I’m not entirely sure how I’m going to achieve this minor miracle, but I have a reasonably good plan that I’ve been working on consciously and unconsciously for a while. This past weekend, the elements of the plan came together as if by magic, and not a moment too soon.
What I’ll be doing is sort of like breaking down a plaster statue and recasting it into a far more pleasing figure. I intend to transform my inner weather from dark and cloudy into radiant sunshine. It’s entirely possible with the right elements in place. Goodbye self-limiting thoughts and beliefs. Hello person I always wanted to be.
I feel strongly that anything can be accomplished with a combination of will power, exposure to uplifting and self-empowering thoughts, and a loving source of spiritual energy.
This past weekend, I attended on full day seminar (led by Lee Ann Somers) designed to introduce participants to the Seven Healing Rays for the purpose of self-development. This will be a seven month program. I’m looking forward to every minute. Okay, I know that “the Seven Healing Rays” sounds like something straight out of “The New Age Nut Cracker Suite.” I ask that you bear with me for a few more paragraphs.
The Seven Rays represent seven unique aspects of divine energy. Each ray is a different color and embodies specific divine qualities. That’s all I want to say about the rays for now, mainly because I’ve just begun the course and don’t know much more, and additional information is beside the point. What I want to say is that the key component to the model for winning the battle of self is spiritual energy. The right energy at the right time facilitated by the right teacher unlocks human potential. You can attract all of this “right stuff” by knowing what you want, asking for it, and keeping an open mind as to the package it arrives in.
I wrote in an earlier blog that I have grown tired of going in circles, chasing my tail. I believe this past weekend marks the beginning of an exciting journey that I want to share with you. Stay tuned.
PS—I’ve been listening to exceptional, empowering, guided meditations by Kelly Howell. You can listen to her stuff for free on YouTube.
Waiting for a connecting flight from Asheville to Charlotte on my way home to Fort Lauderdale, I look around me at the faces of my fellow early morning passengers. The feeling of happiness within me contrasts sharply with the reflections of dulled spirits I see sitting row after row at the departure gate.
In defense of my fellow passengers, it can be argued that even the hardiest soul has a difficult time smiling at the ripe hour of six in the morning with nothing to look forward to besides a long, cramped flight in cattle-car-coach. Yet here I am, feeling a sense of contentment so overpowering it compels me to share it with a young lady sitting two seats away. We enjoy a pleasant, meandering conversation before going our separate ways.
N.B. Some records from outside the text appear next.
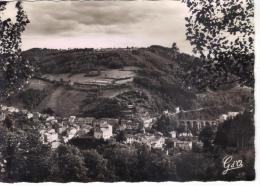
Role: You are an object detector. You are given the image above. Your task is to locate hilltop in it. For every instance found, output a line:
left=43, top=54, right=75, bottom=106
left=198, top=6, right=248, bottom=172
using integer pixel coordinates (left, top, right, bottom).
left=4, top=45, right=251, bottom=118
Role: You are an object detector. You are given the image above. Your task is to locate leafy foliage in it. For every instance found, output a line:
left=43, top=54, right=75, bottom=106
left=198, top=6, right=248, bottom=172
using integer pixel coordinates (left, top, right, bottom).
left=183, top=0, right=254, bottom=87
left=0, top=1, right=33, bottom=97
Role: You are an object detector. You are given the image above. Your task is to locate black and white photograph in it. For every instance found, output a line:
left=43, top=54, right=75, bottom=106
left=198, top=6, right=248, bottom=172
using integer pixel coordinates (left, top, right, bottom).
left=0, top=0, right=259, bottom=184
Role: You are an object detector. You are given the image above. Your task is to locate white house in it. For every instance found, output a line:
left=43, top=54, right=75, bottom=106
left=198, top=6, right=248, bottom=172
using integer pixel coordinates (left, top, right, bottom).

By all rights, I should appear as glum and bored to the other awaiting passengers as they appear to me. I’ve logged barely a few hours of sleep thanks to a five AM wake up call and the persistent, loud snoring of a friend who shared the expense of my hotel room. Yet I feel so alive and awake it seems like a miracle. My spirits soar like a nimble 757 jumbo jet taking flight from a short runway.
Let me assure you: I’m no stranger to boredom and depression. And I most certainly don’t feel this happy all of the time. What I’m feeling this morning is the direct result of attending Prem Rawat’s talk in Asheville. It’s a classic case of cause and effect, and it makes me realize that I often see my life in two parts: before and after, much like a tooth whitening commercial.
Before I began listening to Prem Rawat, happiness had become an increasingly elusive commodity, from my post-adolescence years to about the age of thirty-three. During this time, I had my own ideas of where to find happiness, and I pursued each and every one of them with zeal. And then the zeal began to ooze out of me like a rubber raft with a big hole in it. Even though I was still a young man, my life seemed to weigh more heavily upon me with every passing day. Fortunately, before all of the air in my psychic tires escaped into the ether, a friend told me about a teacher who claimed to be able to show people how to find a fulfillment from within independent from anything on the outside. What a concept. I was ready to try anything.
That was thirty years ago. In the “after” stage of my life, I’ve been using the tools Prem Rawat handed to me to combat boredom, depression and fatigue by nurturing an inner experience as refreshing and alive as cool water from a natural mineral spring.
I gaze through the airport’s windows, appreciating every minute of beauty and stillness reflected in the misty morning breaking outside on the tarmac, where the ground crew readies the small airplane assigned to whisk us away to Charlotte. From there, we will scatter to our various destinations, back to the lives we are constructing for ourselves. I wonder what those lives are built upon.
I know that I want to construct my life on a foundation of happiness. I am determined to use the tools I have been given to make happiness a priority and a reality. And how, you may inquire, do I propose to achieve this goal?
By following my heart to an oasis of peace, joy and contentment within.